Balfour Beatty boosted by hopes of revival or new bid, while FTSE drifts higher

Crossrail site in London/Balfour Beatty
Balfour Beatty is part of the Crossrail project in London

Balfour Beatty has been through the mire recently, with several profit warnings, changes of top executives and a failed bid from Carillion.

But it looked brighter after a positive note from Bank of America Merrill Lynch, which moved from neutral to buy albeit with a target price cut from 250p to 230p, based on a recovery at the business and the prospect of Carillion taking another tilt at the company come next February. Merrill analyst Marcin Wojtal said:

Five profit warnings in UK construction in the past two years have led to significant underperformance versus the sector and the stock is down 50% from its highs in February 2014. However, the balance sheet is now solid (£200m estimated net cash in December 2014) post the sale of Parsons Brinckerhoff, and most businesses (notably public private partnerships and US construction) are performing well. KPMG’s review of contracts in UK construction is due by year-end and creates certain overhang. However, this looks priced in, as to justify the current share price based on a sum of the price, we would have to assume UK construction is worth a negative £500m.

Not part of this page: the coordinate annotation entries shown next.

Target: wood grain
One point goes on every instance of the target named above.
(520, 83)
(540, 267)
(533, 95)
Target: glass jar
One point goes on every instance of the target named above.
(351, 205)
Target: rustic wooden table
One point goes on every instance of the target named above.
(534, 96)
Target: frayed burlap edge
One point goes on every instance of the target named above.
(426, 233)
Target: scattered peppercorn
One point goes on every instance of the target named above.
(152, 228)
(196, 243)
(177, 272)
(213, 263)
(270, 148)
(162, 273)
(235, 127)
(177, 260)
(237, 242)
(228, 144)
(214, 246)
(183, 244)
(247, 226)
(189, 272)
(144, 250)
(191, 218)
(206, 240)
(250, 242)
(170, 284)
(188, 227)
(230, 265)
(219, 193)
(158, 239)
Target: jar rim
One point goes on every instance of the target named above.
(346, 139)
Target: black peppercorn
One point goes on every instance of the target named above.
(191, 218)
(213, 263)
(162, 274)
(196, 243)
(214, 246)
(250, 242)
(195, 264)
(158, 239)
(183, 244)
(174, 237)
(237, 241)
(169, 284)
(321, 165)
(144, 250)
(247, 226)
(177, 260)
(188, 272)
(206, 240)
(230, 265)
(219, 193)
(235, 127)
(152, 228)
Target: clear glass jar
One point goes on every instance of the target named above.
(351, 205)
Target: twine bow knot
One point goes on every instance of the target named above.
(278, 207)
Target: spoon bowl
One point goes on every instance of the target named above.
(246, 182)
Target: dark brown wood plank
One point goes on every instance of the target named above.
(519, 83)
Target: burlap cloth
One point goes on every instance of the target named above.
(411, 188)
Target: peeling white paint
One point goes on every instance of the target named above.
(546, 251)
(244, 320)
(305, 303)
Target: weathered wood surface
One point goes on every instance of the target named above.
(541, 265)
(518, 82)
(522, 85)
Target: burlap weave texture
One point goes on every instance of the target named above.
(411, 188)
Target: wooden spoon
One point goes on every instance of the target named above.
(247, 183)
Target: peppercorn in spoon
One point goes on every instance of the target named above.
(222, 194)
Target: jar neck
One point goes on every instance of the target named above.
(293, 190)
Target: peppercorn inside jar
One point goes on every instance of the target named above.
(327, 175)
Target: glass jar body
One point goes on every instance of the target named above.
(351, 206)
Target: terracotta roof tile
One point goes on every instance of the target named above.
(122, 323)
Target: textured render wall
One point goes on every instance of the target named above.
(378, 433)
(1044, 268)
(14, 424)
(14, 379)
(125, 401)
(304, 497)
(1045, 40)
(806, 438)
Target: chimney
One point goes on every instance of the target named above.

We think [Balfour] retains significant M&A appeal for a player looking for a back door to its portfolio of PPP assets and willing to take a 2-3 year view, before potential UK restructuring starts bearing fruit.

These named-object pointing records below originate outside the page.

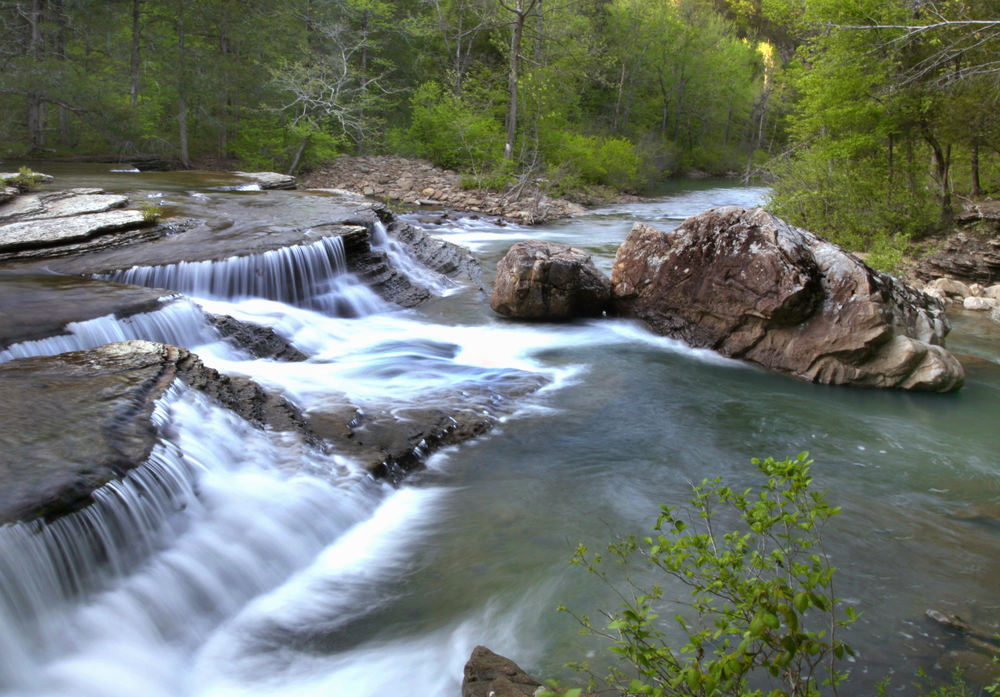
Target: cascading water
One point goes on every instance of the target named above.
(121, 594)
(402, 260)
(289, 573)
(310, 275)
(180, 323)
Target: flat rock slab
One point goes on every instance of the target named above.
(36, 306)
(270, 180)
(75, 421)
(47, 233)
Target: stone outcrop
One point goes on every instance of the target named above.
(490, 675)
(750, 286)
(418, 182)
(32, 306)
(75, 421)
(549, 281)
(270, 180)
(259, 342)
(54, 223)
(487, 674)
(965, 255)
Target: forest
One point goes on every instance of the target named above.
(870, 119)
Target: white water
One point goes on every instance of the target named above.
(292, 574)
(180, 323)
(313, 275)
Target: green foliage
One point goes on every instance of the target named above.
(450, 132)
(761, 606)
(958, 687)
(24, 180)
(610, 162)
(854, 202)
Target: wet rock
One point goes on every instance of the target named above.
(28, 312)
(490, 675)
(950, 287)
(979, 304)
(436, 254)
(270, 180)
(752, 287)
(977, 668)
(260, 342)
(75, 421)
(391, 440)
(51, 233)
(964, 255)
(487, 674)
(549, 281)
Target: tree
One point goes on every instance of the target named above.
(761, 598)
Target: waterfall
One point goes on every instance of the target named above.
(116, 597)
(407, 264)
(309, 275)
(181, 323)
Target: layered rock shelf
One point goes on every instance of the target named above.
(750, 286)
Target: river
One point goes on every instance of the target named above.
(272, 569)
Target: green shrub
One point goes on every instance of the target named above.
(761, 605)
(450, 133)
(594, 160)
(24, 180)
(854, 203)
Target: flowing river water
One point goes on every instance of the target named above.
(246, 563)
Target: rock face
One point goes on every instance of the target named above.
(270, 180)
(750, 286)
(418, 182)
(966, 255)
(490, 675)
(549, 281)
(75, 421)
(28, 312)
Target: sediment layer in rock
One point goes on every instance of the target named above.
(750, 286)
(549, 281)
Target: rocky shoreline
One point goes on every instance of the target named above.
(419, 183)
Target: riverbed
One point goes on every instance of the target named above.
(290, 572)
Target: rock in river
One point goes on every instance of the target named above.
(75, 421)
(750, 286)
(549, 281)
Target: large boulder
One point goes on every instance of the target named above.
(549, 281)
(490, 675)
(750, 286)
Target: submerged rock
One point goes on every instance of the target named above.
(490, 675)
(750, 286)
(75, 421)
(270, 180)
(36, 306)
(487, 674)
(549, 281)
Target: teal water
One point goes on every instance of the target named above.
(475, 549)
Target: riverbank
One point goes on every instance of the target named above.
(419, 183)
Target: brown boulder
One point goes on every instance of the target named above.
(487, 674)
(750, 286)
(549, 281)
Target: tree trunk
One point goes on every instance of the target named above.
(134, 67)
(182, 99)
(974, 188)
(940, 159)
(520, 14)
(36, 127)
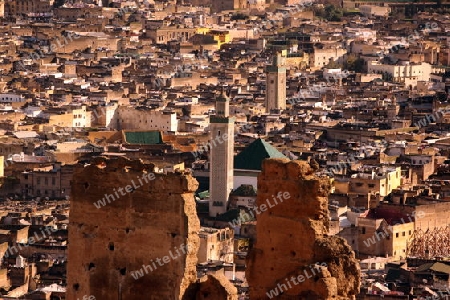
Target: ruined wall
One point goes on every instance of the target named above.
(292, 235)
(107, 244)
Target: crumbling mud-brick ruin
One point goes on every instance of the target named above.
(107, 244)
(292, 235)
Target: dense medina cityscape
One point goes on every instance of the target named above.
(224, 149)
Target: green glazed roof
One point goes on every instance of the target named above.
(251, 157)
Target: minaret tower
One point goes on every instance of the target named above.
(276, 83)
(221, 156)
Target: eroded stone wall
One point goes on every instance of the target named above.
(292, 239)
(109, 243)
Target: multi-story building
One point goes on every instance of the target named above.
(129, 118)
(407, 73)
(378, 180)
(20, 7)
(216, 244)
(276, 83)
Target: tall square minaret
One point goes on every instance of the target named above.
(221, 157)
(276, 83)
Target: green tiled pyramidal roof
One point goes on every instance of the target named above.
(251, 157)
(143, 137)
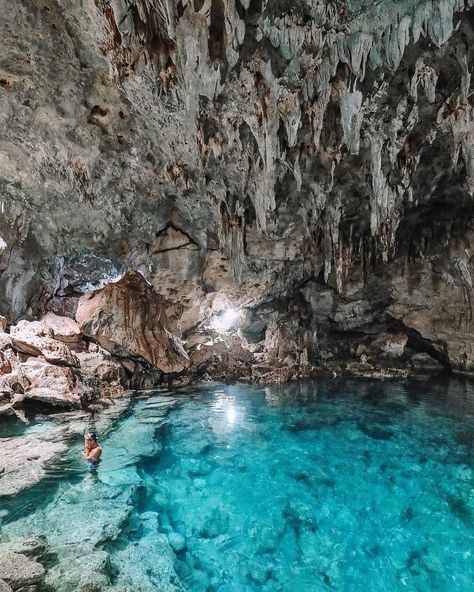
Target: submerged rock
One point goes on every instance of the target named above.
(19, 572)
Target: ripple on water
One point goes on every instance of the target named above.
(320, 486)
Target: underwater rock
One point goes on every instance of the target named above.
(177, 541)
(19, 572)
(147, 565)
(128, 318)
(84, 573)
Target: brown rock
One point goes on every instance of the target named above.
(37, 380)
(128, 318)
(390, 344)
(108, 372)
(35, 339)
(64, 329)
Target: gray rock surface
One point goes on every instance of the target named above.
(308, 162)
(22, 463)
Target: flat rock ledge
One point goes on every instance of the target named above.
(22, 463)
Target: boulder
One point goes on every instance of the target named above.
(55, 385)
(128, 318)
(36, 339)
(391, 345)
(64, 329)
(22, 464)
(100, 366)
(37, 380)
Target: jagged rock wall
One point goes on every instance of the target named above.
(313, 145)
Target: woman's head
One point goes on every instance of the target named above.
(90, 438)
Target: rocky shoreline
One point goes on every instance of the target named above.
(125, 337)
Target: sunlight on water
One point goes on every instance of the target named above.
(344, 486)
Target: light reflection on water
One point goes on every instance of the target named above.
(335, 485)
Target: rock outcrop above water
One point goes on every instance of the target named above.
(309, 164)
(128, 319)
(22, 463)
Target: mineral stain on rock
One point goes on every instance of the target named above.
(309, 165)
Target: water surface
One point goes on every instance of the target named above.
(343, 485)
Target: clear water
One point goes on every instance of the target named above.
(343, 486)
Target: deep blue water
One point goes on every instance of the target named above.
(343, 486)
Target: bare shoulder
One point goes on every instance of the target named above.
(95, 454)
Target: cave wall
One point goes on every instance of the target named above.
(307, 152)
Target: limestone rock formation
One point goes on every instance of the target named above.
(311, 161)
(128, 318)
(19, 572)
(22, 464)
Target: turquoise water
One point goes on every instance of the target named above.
(343, 486)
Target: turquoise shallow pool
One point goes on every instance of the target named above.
(343, 486)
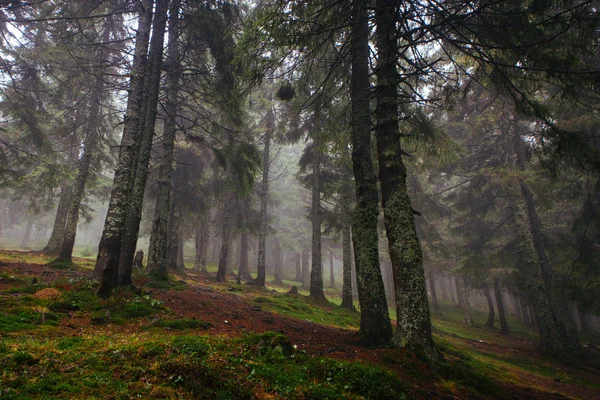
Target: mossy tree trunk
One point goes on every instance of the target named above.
(433, 291)
(413, 328)
(552, 336)
(298, 268)
(461, 289)
(305, 269)
(261, 264)
(560, 312)
(89, 148)
(60, 220)
(375, 327)
(504, 329)
(225, 238)
(244, 271)
(134, 214)
(112, 233)
(491, 313)
(346, 261)
(316, 220)
(157, 250)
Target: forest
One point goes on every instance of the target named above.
(299, 199)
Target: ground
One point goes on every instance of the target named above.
(195, 338)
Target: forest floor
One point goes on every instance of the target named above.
(193, 338)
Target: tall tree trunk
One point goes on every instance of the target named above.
(331, 274)
(298, 268)
(463, 301)
(375, 326)
(180, 264)
(202, 242)
(434, 299)
(413, 328)
(346, 261)
(157, 250)
(26, 234)
(558, 306)
(504, 329)
(109, 247)
(278, 275)
(244, 271)
(225, 239)
(173, 234)
(261, 264)
(316, 219)
(60, 220)
(134, 214)
(305, 269)
(89, 148)
(552, 339)
(488, 297)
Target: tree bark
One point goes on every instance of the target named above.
(316, 272)
(298, 268)
(110, 242)
(261, 264)
(375, 327)
(202, 239)
(134, 214)
(225, 242)
(346, 261)
(173, 234)
(60, 220)
(27, 233)
(488, 297)
(552, 339)
(463, 301)
(413, 328)
(305, 269)
(432, 289)
(558, 307)
(331, 274)
(89, 148)
(244, 271)
(157, 250)
(504, 329)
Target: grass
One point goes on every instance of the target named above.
(135, 346)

Under UK takeover rules, Carillion cannot make a hostile bid for Balfour Beatty for six months, ie, until February 2015. Both companies could also hypothetically re- engage in tie-up talks (ie after expiry of three months lock-up post the rejection in 19 August 2014).

Its shares closed 13.7p or more than 8% higher at 176.8p.

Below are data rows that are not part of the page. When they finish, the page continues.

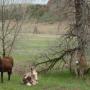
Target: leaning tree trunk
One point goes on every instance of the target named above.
(80, 29)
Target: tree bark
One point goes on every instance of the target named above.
(80, 31)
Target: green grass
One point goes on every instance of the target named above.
(49, 81)
(27, 48)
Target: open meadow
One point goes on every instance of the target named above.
(27, 48)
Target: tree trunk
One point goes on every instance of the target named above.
(80, 31)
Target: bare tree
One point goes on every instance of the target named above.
(10, 24)
(78, 33)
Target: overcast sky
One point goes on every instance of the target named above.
(27, 1)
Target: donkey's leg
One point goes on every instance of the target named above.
(1, 77)
(9, 75)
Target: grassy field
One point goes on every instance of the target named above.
(50, 81)
(27, 48)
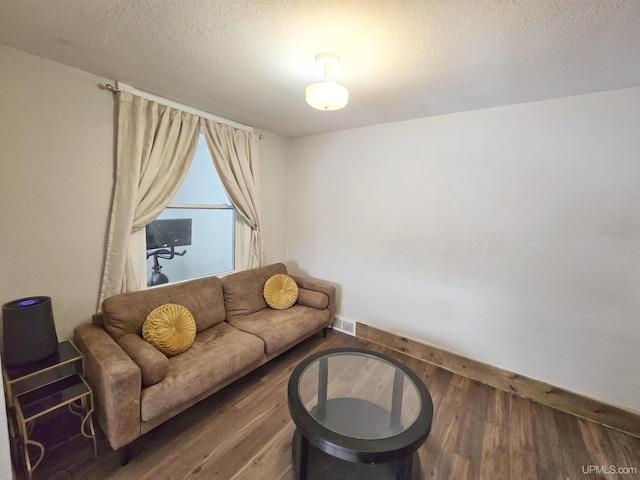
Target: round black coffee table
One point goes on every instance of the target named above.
(359, 414)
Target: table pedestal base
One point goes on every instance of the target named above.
(321, 466)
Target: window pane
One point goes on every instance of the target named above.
(202, 185)
(211, 249)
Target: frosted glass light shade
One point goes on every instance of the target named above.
(327, 96)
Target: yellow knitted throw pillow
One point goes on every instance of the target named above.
(280, 291)
(170, 328)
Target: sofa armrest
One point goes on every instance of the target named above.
(116, 382)
(317, 286)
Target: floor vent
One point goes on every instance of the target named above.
(345, 326)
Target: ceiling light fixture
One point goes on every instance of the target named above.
(327, 95)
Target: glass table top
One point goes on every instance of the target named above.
(359, 395)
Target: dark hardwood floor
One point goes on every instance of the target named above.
(244, 433)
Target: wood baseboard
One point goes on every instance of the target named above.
(619, 418)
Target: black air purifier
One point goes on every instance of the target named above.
(28, 329)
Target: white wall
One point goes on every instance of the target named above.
(274, 156)
(57, 171)
(56, 153)
(509, 235)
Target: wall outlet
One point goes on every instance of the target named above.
(345, 326)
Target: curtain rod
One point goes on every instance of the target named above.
(122, 87)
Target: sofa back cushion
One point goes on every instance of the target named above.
(243, 291)
(125, 313)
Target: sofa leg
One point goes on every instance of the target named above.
(124, 455)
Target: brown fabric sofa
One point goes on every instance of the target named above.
(236, 332)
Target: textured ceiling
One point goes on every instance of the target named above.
(250, 61)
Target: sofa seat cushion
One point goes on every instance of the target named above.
(216, 354)
(281, 329)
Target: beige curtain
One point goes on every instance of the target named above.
(155, 148)
(235, 155)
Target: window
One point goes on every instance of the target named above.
(209, 247)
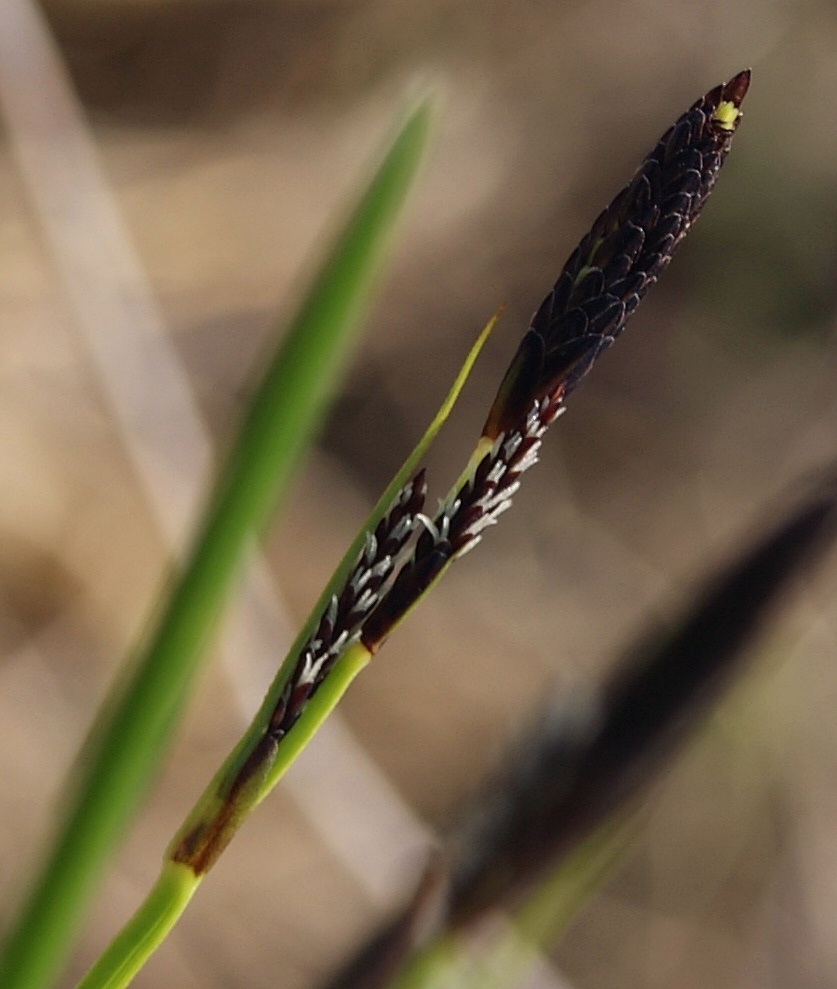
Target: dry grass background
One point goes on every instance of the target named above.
(228, 132)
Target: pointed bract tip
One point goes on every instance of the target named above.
(736, 89)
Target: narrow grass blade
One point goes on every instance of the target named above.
(261, 757)
(129, 738)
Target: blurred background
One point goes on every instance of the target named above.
(169, 171)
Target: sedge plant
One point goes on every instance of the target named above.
(401, 552)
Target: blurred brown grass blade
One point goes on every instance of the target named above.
(584, 762)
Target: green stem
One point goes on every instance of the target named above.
(234, 792)
(211, 826)
(127, 742)
(138, 939)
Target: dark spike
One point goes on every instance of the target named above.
(628, 246)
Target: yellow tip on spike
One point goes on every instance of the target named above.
(726, 116)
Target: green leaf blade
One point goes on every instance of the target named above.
(132, 732)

Overall the market drifted in negative territory for much of the day, but the FTSE 100 finally finished virtually unchanged, up just 1.35 points at 6731.14.

Supermarkets were under pressure on talk of a negative note on the sector and worries about price wars ahead of the key holiday period. J Sainsbury dropped 10.9p to 241.4p while Tesco, which faces being sued by shareholders over the black hole discovered in its profits, was down 5.25p at 188.15p.

B&Q owner Kingfisher fell 12.5p to 291.3p after disappointing results from its French business, while mining shares dropped again on weak metal prices. BHP Billiton lost 27.5p to 1593.5p and Anglo American 24.5p to 1329.5p.

But Sky climbed 23p to 918p after Goldman resumed coverage with a neutral rating and 990p price target.

Among the mid-caps, positive updates lifted pubs group Mitchells & Butlers 27.1p to 376.1p and financial group Paragon 29p to 406.9p.